Postby anon168 » Wed Sep 12, 2012 6:41 pm

EijiMiyake wrote:
anon168 wrote:
EijiMiyake wrote:I've heard some negative things about both the quality of work & exit options recently even from some of the components that are traditionally thought of as "good" (tax, antitrust, civil). Can anyone confirm?


I've worked with a bunch of them, and know of bunch of them personally, as well as many who have left various DOJ litigating components post-honors.

Define what you mean by "quality of work" and "exit options".



Quality of work - I've been told that the structure of several of the divisions has changed in the last 5-10 years such that new attorneys are not given as much responsibility and high level work as they were in the past. New positions have been created by the front office to take over higher-profile cases and issues within cases from the staff attorneys.


I'm not sure which divisions you are referring to, but the ones I am familiar with (Consumer Fraud, Torts, Criminal) are being run pretty much the same as before. There will always be changes, but nothing earth-shattering. The thing to note is that as admins change, the focus and how trial attorneys function will change. That's just part and parcel of working for the government. Politics will often dictate how and what types of cases are handled by DOJ litigating components.

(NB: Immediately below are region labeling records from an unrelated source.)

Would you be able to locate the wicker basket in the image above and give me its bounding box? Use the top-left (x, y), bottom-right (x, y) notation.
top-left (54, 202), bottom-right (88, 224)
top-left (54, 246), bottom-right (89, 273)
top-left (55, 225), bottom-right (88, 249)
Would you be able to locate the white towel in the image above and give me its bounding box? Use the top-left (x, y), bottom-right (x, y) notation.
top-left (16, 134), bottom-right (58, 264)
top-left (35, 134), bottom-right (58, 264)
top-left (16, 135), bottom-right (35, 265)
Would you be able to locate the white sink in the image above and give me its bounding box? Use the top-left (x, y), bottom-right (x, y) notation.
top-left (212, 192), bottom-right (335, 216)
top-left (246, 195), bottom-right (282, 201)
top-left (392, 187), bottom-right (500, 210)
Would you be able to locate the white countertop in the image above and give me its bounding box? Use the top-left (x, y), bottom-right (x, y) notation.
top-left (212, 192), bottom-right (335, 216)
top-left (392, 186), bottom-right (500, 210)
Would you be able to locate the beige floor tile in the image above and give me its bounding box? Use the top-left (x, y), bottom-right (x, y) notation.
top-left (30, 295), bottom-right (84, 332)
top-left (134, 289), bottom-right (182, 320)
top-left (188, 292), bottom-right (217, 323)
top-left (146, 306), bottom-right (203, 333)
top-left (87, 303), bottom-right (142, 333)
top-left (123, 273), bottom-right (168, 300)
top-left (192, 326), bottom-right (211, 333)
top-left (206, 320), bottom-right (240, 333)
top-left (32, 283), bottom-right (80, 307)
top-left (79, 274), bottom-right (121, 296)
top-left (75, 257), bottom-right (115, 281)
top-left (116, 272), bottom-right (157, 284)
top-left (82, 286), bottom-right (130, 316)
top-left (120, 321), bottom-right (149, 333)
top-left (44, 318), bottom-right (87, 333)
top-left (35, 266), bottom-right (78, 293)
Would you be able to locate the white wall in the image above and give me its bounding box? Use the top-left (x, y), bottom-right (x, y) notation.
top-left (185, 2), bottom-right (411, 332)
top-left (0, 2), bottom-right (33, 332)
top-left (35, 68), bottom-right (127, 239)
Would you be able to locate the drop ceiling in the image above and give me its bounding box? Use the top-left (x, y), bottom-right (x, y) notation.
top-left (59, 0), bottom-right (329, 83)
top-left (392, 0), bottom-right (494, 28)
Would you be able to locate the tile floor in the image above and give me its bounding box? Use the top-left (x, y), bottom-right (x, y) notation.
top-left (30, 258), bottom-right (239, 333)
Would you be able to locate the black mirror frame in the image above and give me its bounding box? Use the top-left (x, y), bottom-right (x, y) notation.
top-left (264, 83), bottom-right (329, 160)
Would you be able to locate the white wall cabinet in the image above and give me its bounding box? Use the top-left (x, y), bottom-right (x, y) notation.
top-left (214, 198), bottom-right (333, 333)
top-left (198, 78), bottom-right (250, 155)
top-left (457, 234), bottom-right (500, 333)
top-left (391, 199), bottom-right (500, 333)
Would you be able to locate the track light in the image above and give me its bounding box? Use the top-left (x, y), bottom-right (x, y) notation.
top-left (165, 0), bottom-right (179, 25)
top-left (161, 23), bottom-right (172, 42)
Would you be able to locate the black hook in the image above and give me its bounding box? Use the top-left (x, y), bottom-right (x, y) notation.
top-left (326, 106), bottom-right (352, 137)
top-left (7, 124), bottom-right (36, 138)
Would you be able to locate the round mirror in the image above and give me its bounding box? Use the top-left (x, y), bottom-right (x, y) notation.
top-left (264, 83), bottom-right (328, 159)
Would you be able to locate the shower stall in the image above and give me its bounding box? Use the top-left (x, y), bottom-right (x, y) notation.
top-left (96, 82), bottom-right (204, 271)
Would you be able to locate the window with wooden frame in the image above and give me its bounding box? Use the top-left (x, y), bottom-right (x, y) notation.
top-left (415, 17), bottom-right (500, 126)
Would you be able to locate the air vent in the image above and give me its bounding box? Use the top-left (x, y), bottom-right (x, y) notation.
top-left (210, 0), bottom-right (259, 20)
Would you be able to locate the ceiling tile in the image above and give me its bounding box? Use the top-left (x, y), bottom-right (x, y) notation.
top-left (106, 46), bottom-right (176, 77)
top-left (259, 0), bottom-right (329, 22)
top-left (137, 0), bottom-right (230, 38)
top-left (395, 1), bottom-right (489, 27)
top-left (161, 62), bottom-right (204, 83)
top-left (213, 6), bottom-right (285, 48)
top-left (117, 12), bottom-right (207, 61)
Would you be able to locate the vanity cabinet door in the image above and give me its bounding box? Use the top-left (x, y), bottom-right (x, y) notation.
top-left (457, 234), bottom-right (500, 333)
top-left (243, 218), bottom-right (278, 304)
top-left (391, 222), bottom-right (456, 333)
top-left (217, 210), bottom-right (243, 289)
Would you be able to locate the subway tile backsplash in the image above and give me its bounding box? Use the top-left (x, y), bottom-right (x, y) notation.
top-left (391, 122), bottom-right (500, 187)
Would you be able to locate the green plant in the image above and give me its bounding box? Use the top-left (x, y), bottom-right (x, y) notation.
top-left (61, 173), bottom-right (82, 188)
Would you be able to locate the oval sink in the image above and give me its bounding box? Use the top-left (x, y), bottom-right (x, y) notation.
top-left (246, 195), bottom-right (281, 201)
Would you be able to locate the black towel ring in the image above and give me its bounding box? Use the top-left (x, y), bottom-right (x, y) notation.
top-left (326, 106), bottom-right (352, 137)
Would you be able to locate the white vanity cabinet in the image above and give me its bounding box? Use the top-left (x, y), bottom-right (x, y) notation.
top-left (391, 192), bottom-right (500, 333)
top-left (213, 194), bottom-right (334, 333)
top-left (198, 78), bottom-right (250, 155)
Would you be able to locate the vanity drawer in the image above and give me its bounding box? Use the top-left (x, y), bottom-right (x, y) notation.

I can tell you for a fact that having spoken with newly minted DOJ Honors folks, when they start, they're basically given a box for an office, a pile of cases and told, "go get 'em". And usually what happens is that the DOJ trial attorneys end up leaning, alot, on the local AUSAs (because most of the DOJ cases are either joined, or monitored).

And most of the DOJ Honors attorneys that I've dealt with (at least initially) all seemed either overwhelmed, or lost. It's quite a bit to digest for a young lawyer.

EijiMiyake wrote:Exit options - Mainly concerned with AUSA and transferring within the division. I've been told that some USAOs (including NY and SF, where I'd want to live) prefer candidates from firms.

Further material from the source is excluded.